AI and the End of Education

robot teacherBy the click-baity title “end of education,” I don’t mean the inevitable intellectual dystopian smoking hellscape of education that is to come, but the purpose of education: to what end are we doing what we do and by what means do we wish to do it. What is the purpose of education? Even here in a technical college, our goal shouldn’t be to just get someone through a test, but to teach them how to learn. We are not just teaching someone how to repair a car, but how to analyze problems. The uncritical adoption of the latest technology (or idea, pedagogy, philosophy, etc.) does not do that.

“He [Plato] defined education as we would: as training of personality to absorb the greatest possible scope and intensity of meaning and value from experience.” – Kenneth Rexroth

I think that the question we need to ask is why are we in education in the first place? Why are we teaching? If it is purely transactional – that you are here to provide student X with a certification for a job. Then, yes, by all means, lets get rid of teachers and replace them with AI or maybe a “smart” vending machine. But if it is more than that, then we should be taking the time to look closely at the tools we choose to use.

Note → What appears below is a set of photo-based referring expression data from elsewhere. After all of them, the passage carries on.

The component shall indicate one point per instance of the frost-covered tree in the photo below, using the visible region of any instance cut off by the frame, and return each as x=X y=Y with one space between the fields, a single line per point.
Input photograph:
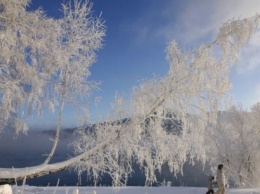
x=196 y=82
x=235 y=143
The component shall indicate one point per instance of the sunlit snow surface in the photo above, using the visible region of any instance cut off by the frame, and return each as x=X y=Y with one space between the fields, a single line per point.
x=126 y=190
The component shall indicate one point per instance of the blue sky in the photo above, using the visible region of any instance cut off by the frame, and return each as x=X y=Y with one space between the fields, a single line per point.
x=137 y=34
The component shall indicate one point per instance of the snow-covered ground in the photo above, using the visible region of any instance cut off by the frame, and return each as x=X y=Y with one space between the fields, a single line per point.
x=126 y=190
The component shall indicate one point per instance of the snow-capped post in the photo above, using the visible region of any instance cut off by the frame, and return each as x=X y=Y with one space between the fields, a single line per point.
x=76 y=191
x=6 y=189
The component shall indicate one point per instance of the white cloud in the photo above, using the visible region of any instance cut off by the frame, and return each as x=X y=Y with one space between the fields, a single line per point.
x=249 y=57
x=192 y=20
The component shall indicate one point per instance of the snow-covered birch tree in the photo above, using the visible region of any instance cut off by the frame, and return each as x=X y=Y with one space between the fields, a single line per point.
x=196 y=82
x=235 y=143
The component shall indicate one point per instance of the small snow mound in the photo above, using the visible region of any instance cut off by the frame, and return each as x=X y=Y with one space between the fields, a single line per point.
x=5 y=189
x=76 y=191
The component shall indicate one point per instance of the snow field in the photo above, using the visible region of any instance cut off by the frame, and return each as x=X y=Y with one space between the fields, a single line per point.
x=125 y=190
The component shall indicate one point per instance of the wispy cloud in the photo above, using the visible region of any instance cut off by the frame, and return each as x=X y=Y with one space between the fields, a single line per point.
x=249 y=57
x=189 y=21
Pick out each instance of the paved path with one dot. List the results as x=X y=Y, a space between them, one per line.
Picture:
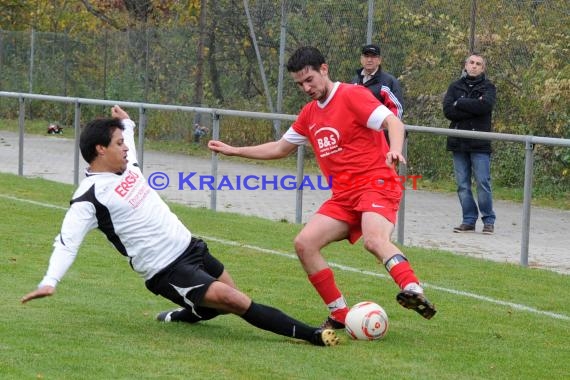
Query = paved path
x=429 y=217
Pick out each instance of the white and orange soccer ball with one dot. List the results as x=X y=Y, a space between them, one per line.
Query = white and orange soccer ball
x=366 y=321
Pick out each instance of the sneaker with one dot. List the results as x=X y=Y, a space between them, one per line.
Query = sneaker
x=332 y=324
x=166 y=316
x=489 y=229
x=324 y=337
x=464 y=228
x=412 y=297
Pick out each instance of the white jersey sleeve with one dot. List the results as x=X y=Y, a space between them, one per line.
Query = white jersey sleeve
x=129 y=136
x=377 y=117
x=79 y=219
x=294 y=137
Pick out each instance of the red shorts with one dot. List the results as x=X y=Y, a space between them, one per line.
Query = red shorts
x=349 y=206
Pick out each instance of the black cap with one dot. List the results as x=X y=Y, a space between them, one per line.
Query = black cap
x=371 y=49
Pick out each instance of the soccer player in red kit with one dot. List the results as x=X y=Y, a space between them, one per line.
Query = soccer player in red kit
x=342 y=123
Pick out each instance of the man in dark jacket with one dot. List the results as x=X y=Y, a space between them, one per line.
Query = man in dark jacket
x=383 y=85
x=469 y=103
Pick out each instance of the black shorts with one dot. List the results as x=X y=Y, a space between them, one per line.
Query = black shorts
x=186 y=279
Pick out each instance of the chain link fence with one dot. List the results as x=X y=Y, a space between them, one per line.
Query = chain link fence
x=235 y=61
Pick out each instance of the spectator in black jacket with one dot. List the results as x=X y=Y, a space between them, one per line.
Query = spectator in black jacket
x=469 y=103
x=383 y=85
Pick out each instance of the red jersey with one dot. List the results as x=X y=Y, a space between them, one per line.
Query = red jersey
x=343 y=131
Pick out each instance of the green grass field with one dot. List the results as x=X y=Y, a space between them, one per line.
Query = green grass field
x=494 y=321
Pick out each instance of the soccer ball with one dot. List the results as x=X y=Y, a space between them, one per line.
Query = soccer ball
x=366 y=321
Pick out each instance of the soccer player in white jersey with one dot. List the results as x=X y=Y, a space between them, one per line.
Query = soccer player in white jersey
x=341 y=123
x=116 y=199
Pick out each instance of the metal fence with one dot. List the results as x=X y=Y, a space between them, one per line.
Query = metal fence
x=217 y=115
x=245 y=44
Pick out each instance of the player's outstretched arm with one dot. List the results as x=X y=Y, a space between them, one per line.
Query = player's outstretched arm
x=268 y=151
x=44 y=291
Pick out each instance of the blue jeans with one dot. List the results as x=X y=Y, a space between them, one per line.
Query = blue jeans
x=479 y=165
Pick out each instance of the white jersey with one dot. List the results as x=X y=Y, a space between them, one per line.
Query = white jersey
x=132 y=215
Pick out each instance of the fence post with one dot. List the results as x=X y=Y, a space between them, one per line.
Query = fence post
x=21 y=118
x=370 y=24
x=472 y=26
x=77 y=129
x=215 y=136
x=403 y=171
x=142 y=128
x=527 y=195
x=299 y=191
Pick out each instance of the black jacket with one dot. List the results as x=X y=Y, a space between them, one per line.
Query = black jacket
x=468 y=103
x=385 y=88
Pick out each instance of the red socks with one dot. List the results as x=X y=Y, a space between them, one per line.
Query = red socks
x=324 y=283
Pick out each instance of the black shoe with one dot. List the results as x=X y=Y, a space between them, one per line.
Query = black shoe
x=332 y=324
x=324 y=337
x=417 y=302
x=464 y=228
x=166 y=316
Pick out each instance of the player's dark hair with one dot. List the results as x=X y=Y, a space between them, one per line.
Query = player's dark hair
x=97 y=132
x=303 y=57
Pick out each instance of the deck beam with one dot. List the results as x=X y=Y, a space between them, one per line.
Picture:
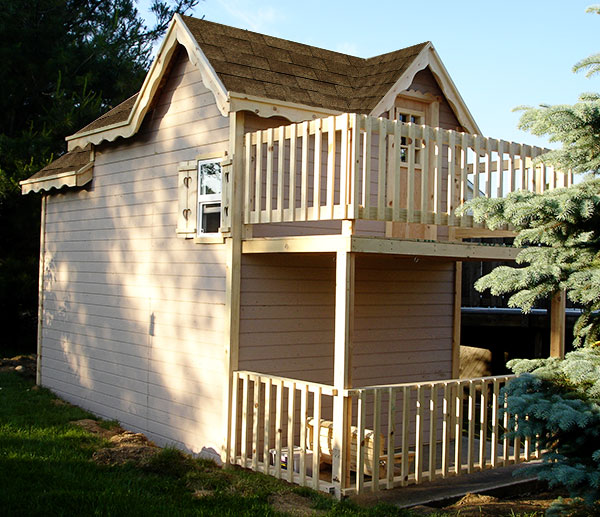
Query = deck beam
x=388 y=246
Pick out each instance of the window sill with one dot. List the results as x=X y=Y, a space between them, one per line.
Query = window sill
x=213 y=238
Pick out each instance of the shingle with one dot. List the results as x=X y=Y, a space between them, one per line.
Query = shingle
x=68 y=162
x=292 y=46
x=265 y=66
x=271 y=53
x=308 y=61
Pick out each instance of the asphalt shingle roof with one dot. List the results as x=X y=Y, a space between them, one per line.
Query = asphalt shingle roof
x=264 y=66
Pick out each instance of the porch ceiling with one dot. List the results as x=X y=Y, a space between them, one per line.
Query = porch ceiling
x=352 y=243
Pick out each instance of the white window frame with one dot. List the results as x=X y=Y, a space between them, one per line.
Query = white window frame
x=208 y=199
x=419 y=119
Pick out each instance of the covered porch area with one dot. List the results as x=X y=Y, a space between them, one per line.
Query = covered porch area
x=364 y=395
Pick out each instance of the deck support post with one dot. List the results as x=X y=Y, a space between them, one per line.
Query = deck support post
x=344 y=326
x=233 y=246
x=557 y=324
x=42 y=265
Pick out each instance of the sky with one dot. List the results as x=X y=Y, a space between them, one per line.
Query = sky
x=500 y=54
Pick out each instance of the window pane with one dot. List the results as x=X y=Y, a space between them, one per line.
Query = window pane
x=210 y=217
x=209 y=178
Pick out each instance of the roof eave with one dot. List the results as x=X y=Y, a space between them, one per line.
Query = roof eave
x=428 y=57
x=177 y=33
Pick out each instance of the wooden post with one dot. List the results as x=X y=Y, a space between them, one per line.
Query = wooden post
x=233 y=272
x=344 y=323
x=557 y=324
x=42 y=265
x=456 y=320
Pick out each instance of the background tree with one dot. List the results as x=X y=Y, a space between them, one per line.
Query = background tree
x=62 y=63
x=560 y=232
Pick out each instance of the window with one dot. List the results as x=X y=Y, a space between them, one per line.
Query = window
x=209 y=196
x=413 y=117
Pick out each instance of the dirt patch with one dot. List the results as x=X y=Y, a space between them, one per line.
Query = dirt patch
x=125 y=446
x=23 y=364
x=472 y=505
x=293 y=504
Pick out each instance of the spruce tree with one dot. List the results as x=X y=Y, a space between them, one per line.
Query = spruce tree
x=558 y=401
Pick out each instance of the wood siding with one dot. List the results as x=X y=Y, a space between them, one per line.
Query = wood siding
x=134 y=316
x=402 y=325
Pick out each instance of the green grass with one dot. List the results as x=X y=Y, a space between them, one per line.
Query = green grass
x=46 y=469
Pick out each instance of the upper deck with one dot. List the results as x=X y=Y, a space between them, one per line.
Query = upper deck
x=387 y=178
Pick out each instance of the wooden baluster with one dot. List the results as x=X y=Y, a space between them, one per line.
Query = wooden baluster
x=495 y=416
x=248 y=179
x=344 y=167
x=317 y=171
x=488 y=167
x=476 y=150
x=471 y=429
x=452 y=187
x=505 y=440
x=244 y=438
x=267 y=432
x=280 y=165
x=258 y=179
x=511 y=167
x=376 y=438
x=419 y=436
x=360 y=441
x=291 y=425
x=433 y=432
x=500 y=191
x=405 y=433
x=391 y=437
x=367 y=142
x=269 y=184
x=483 y=421
x=425 y=173
x=255 y=420
x=316 y=437
x=458 y=429
x=446 y=434
x=354 y=167
x=234 y=414
x=331 y=166
x=517 y=442
x=303 y=430
x=292 y=186
x=381 y=179
x=437 y=205
x=304 y=173
x=399 y=129
x=410 y=179
x=278 y=428
x=464 y=177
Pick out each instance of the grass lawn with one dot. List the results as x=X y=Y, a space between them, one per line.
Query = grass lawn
x=46 y=468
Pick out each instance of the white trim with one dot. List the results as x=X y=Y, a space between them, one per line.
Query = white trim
x=76 y=178
x=208 y=199
x=428 y=57
x=178 y=33
x=267 y=108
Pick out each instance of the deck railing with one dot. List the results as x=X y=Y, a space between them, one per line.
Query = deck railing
x=359 y=167
x=395 y=435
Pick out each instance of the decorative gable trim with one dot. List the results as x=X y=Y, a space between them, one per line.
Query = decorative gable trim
x=178 y=33
x=428 y=57
x=76 y=178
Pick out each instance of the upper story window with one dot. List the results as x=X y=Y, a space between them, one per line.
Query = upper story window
x=209 y=196
x=414 y=117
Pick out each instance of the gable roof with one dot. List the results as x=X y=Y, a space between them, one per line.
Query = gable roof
x=245 y=69
x=239 y=65
x=72 y=169
x=264 y=66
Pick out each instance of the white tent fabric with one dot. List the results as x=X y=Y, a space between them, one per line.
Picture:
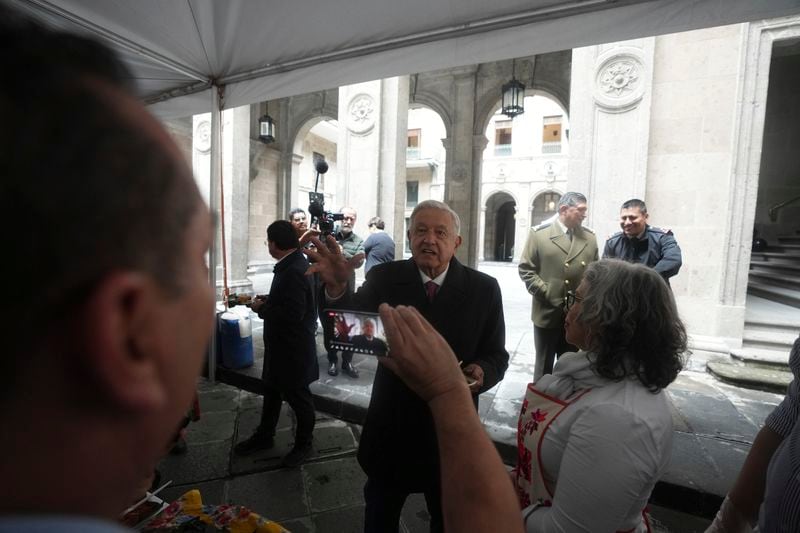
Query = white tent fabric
x=260 y=50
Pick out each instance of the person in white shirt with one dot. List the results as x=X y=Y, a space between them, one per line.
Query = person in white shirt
x=595 y=436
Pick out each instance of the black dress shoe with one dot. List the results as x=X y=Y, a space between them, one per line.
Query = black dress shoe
x=254 y=444
x=350 y=370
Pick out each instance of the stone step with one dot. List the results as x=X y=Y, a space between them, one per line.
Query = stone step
x=762 y=356
x=771 y=324
x=778 y=279
x=792 y=257
x=775 y=266
x=778 y=339
x=776 y=294
x=768 y=379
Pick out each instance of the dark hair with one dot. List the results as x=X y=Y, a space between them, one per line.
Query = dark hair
x=293 y=212
x=635 y=203
x=571 y=199
x=282 y=233
x=633 y=323
x=377 y=222
x=89 y=191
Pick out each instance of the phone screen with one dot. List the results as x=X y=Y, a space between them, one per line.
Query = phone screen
x=357 y=331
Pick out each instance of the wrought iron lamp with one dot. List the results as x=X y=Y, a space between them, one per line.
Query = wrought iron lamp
x=513 y=95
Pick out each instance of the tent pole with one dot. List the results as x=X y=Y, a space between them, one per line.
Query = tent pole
x=214 y=202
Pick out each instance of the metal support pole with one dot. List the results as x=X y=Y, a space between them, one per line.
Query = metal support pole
x=214 y=202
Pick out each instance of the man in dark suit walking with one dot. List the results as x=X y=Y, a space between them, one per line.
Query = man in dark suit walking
x=398 y=448
x=290 y=349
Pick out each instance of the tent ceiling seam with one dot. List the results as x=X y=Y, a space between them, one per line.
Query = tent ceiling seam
x=119 y=40
x=199 y=35
x=460 y=30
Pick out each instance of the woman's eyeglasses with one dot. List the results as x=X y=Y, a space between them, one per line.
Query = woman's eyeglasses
x=570 y=300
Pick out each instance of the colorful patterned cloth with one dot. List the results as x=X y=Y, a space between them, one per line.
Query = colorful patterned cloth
x=188 y=513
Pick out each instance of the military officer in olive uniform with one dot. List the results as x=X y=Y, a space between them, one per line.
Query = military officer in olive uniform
x=555 y=257
x=639 y=242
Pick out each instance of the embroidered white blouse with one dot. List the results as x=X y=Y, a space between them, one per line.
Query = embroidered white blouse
x=603 y=454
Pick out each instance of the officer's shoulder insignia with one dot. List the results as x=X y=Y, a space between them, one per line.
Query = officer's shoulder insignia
x=542 y=226
x=665 y=231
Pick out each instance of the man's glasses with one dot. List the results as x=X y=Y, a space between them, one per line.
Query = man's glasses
x=570 y=300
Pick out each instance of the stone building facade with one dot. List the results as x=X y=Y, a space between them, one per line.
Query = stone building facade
x=677 y=120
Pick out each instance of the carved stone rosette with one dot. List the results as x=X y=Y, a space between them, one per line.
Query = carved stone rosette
x=361 y=114
x=619 y=79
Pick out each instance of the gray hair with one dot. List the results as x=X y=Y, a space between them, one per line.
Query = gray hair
x=571 y=199
x=634 y=326
x=441 y=206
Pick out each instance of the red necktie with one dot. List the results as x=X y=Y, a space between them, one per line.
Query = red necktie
x=431 y=288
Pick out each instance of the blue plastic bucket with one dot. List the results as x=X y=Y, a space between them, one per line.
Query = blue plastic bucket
x=236 y=340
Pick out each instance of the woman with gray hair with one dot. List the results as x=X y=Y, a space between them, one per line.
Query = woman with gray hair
x=595 y=436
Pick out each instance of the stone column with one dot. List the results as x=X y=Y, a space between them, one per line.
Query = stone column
x=392 y=166
x=610 y=126
x=236 y=187
x=263 y=201
x=236 y=179
x=373 y=117
x=462 y=173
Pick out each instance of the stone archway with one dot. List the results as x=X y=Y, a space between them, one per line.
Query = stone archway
x=500 y=227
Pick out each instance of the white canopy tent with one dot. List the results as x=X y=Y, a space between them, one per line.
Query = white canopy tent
x=251 y=51
x=262 y=50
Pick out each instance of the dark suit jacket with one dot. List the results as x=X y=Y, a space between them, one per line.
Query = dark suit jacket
x=290 y=347
x=398 y=443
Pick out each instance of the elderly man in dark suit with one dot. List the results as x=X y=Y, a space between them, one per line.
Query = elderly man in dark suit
x=398 y=448
x=290 y=349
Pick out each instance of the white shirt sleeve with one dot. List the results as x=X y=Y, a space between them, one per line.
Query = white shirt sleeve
x=609 y=466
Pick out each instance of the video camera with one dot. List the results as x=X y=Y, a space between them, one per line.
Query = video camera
x=316 y=205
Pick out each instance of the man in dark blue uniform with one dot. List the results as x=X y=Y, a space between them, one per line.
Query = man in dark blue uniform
x=639 y=242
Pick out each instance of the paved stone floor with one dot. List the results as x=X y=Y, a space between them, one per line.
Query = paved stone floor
x=324 y=495
x=714 y=427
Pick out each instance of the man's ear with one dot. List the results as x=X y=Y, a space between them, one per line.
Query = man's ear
x=118 y=326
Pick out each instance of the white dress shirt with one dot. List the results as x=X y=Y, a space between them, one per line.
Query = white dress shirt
x=604 y=453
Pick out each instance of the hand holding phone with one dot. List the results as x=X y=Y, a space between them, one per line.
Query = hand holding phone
x=357 y=332
x=473 y=373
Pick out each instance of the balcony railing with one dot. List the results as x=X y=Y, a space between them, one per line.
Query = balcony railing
x=502 y=149
x=551 y=148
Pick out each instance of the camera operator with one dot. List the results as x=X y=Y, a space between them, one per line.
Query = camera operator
x=351 y=244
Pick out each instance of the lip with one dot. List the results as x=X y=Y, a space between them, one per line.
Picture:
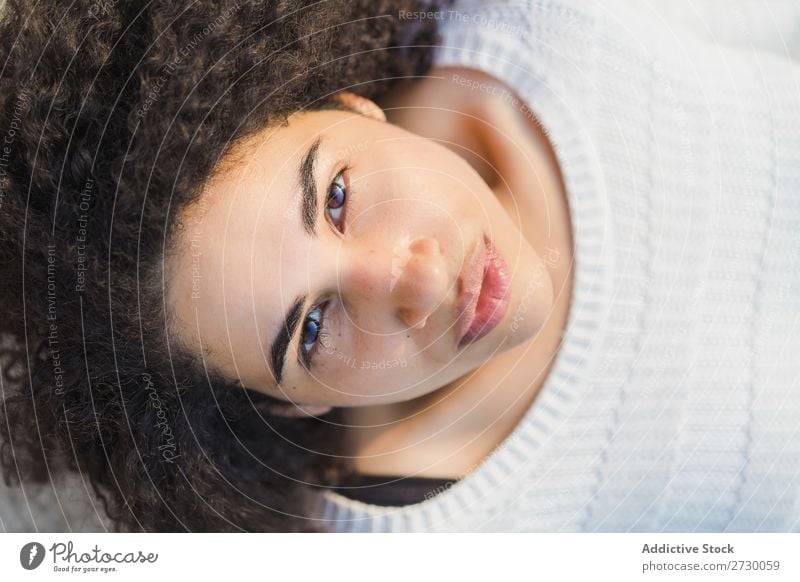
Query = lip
x=483 y=296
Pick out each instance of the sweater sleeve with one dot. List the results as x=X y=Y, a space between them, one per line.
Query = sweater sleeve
x=767 y=25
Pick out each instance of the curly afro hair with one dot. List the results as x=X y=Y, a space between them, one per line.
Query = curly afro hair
x=113 y=114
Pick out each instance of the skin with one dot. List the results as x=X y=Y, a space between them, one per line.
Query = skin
x=416 y=210
x=450 y=431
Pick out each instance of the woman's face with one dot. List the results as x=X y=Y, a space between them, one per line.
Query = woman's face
x=361 y=236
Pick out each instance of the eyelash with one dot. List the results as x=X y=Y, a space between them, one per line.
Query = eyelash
x=307 y=354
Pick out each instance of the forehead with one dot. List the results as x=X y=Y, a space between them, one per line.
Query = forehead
x=238 y=265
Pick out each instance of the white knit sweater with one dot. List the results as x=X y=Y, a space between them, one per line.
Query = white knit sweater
x=674 y=402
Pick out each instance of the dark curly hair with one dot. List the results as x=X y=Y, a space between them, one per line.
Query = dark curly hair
x=113 y=114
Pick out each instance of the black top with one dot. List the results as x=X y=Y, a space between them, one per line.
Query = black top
x=393 y=490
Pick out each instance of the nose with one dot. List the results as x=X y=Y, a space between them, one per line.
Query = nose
x=409 y=278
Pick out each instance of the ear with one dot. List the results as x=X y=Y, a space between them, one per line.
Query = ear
x=360 y=105
x=294 y=410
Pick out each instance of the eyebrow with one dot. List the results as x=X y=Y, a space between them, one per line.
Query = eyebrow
x=308 y=214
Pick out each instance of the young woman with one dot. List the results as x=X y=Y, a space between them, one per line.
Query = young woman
x=532 y=273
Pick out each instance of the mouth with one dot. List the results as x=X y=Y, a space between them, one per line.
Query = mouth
x=483 y=296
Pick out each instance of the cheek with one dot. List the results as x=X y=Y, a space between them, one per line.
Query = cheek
x=377 y=366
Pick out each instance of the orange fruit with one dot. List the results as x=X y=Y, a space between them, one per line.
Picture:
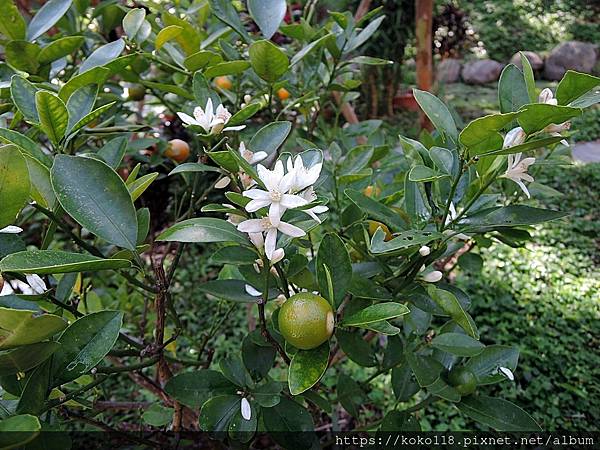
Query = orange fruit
x=306 y=320
x=283 y=94
x=177 y=150
x=223 y=82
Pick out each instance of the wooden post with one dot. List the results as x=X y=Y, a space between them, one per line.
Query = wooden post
x=423 y=34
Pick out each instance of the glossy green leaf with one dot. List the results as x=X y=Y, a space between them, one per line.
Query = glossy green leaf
x=56 y=261
x=12 y=24
x=270 y=137
x=267 y=14
x=307 y=368
x=333 y=254
x=512 y=89
x=22 y=359
x=23 y=95
x=268 y=61
x=46 y=17
x=437 y=112
x=84 y=344
x=24 y=327
x=203 y=230
x=458 y=344
x=102 y=55
x=60 y=48
x=23 y=55
x=14 y=184
x=96 y=197
x=499 y=414
x=54 y=116
x=194 y=388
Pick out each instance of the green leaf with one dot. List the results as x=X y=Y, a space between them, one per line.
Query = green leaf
x=232 y=290
x=56 y=261
x=17 y=431
x=203 y=230
x=375 y=313
x=23 y=55
x=133 y=21
x=536 y=117
x=482 y=135
x=573 y=85
x=451 y=306
x=508 y=217
x=194 y=388
x=437 y=112
x=23 y=327
x=60 y=48
x=12 y=24
x=289 y=424
x=46 y=17
x=226 y=68
x=23 y=95
x=14 y=184
x=512 y=89
x=102 y=55
x=457 y=344
x=529 y=78
x=84 y=344
x=22 y=359
x=54 y=116
x=270 y=137
x=485 y=365
x=307 y=368
x=333 y=254
x=267 y=14
x=499 y=414
x=268 y=61
x=167 y=34
x=401 y=241
x=96 y=197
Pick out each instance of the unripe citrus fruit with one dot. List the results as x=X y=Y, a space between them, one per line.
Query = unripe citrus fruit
x=463 y=380
x=136 y=92
x=283 y=94
x=373 y=225
x=223 y=82
x=306 y=320
x=177 y=150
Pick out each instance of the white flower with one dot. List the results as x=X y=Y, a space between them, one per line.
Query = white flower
x=514 y=137
x=546 y=96
x=210 y=120
x=250 y=156
x=245 y=409
x=507 y=373
x=265 y=225
x=303 y=176
x=276 y=196
x=517 y=171
x=11 y=229
x=433 y=277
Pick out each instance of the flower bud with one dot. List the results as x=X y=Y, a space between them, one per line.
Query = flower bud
x=514 y=137
x=424 y=250
x=433 y=277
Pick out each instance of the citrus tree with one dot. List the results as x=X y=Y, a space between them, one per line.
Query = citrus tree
x=336 y=238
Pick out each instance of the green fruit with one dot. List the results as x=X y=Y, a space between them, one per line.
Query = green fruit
x=306 y=320
x=463 y=380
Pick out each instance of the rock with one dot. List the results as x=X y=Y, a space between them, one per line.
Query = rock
x=448 y=71
x=481 y=71
x=574 y=55
x=536 y=61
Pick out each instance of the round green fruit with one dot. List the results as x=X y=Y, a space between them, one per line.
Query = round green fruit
x=306 y=320
x=463 y=380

The idea that AI is going to make it easier to write a paper is like saying that a Xerox machine makes it easier to draw. The purpose of drawing is not just to easily reproduce what we see, but to use our minds and body, our whole person to bear on ideas in a tangible way and connecting to the world around us. A camera can reproduce things more accurately, but even modern architectural drawings try to communicate the spirit of a place or the concept behind the building.

Learning how to think, how to solve problems creatively does not need to be off-loaded on to technology as something difficult. Thinking and creating is difficult – its called “cognitive dissonance” and the resolution of that dissonance is where learning takes place. This is not just the acquisition of information or the production of a paper: the knowing happens in the work.

To bowdlerize McLuhan, the tools we choose to shape the world also shape us, therefore it is critical that we understand what tool we are actually choosing. Proponents of tools like ChatGPT are already projecting human thought processes onto a Large Language Model that does not actually think, create, or decide. Educators need to account for the ethical costs of the tools we choose to use. There are problems with the lack of transparency with companies like OpenAI where we have no way to verify the data that the company uses to “train” its ChatGPT because that information is proprietary. But I have touched on these issues elsewhere.

“The function of education, therefore, is to teach one to think intensively and to think critically. But education which stops with efficiency may prove the greatest menace to society. The most dangerous criminal may be the man gifted with reason, but with no morals.” – Martin Luther King, Jr.

I don’t object to a single thing about AI itself – it is just another tool and tools have their uses.  It is being used to make huge improvements in medical treatments, assist during natural disasters and help us respond to climate change, just to name some innovations. What is objectionable is that corporations like OpenAI are treating education as just another marketplace and students as just another commodity. They also promote the view that education and assessment is just the production of just another product. And institutions are going along with it all because they think they will miss out on “the latest thing.” If we don’t do this, then someone else will. Alternately, I am hoping that we can create some spaces for critical thinking and analysis of AI and make decisions about how AI might fit into education based on something besides marketing.